With respect to federal court review of state court conclusions, 28 U.S.C. § 2254 states in pertinent part as follows:
(d) An application for a writ of habeas corpus on behalf of a person in custody pursuant to the judgment of a State court shall not be granted with respect to any claim that was adjudicated on the merits in State court proceedings unless the adjudication of the claim —
(1) resulted in a decision that was contrary to, or involved an unreasonable application of, clearly established Federal law, as determined by the Supreme Court of the United States; or
(2) resulted in a decision that was based on an unreasonable determination of the facts in light of the evidence presented in the State court proceeding.28 U.S.C. § 2254(d).
Upon consideration, this Court holds the Missouri State Court's findings are neither contrary to federal law, nor based on an unreasonable determination of the facts in light of the evidence presented.
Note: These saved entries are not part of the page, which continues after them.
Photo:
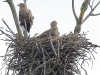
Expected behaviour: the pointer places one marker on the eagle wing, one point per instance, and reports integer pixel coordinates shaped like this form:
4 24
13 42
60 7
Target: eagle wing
25 18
See Crawley v. Moore, 2007 WL 2811088 (E.D. Mo. Sept. 24, 2007). The determination thus is entitled to deference pursuant to 28 U.S.C. § 2254(d), and Ground 1 of Petitioner's petition must be denied.
In light of the above rulings, the Court need not address Respondent's contention that Petitioner's petition was untimely filed.
CONCLUSION
Accordingly,IT IS HEREBY ORDERED that Petitioner's Petition under 28 U.S.C. § 2254 for Writ of Habeas Corpus by a Person in State Custody (Doc. No. 1) is DENIED, and his claims are DISMISSED with prejudice. A separate Order of Dismissal will accompany this Memorandum and Order.
IT IS FURTHER ORDERED that because Petitioner cannot make a substantial showing of the denial of a constitutional right, the Court will not issue a certificate of appealability. See Cox v. Norris, 133 F.3d 565, 569 (8th Cir. 1997), cert. denied, 525 U.S. 834 (1998).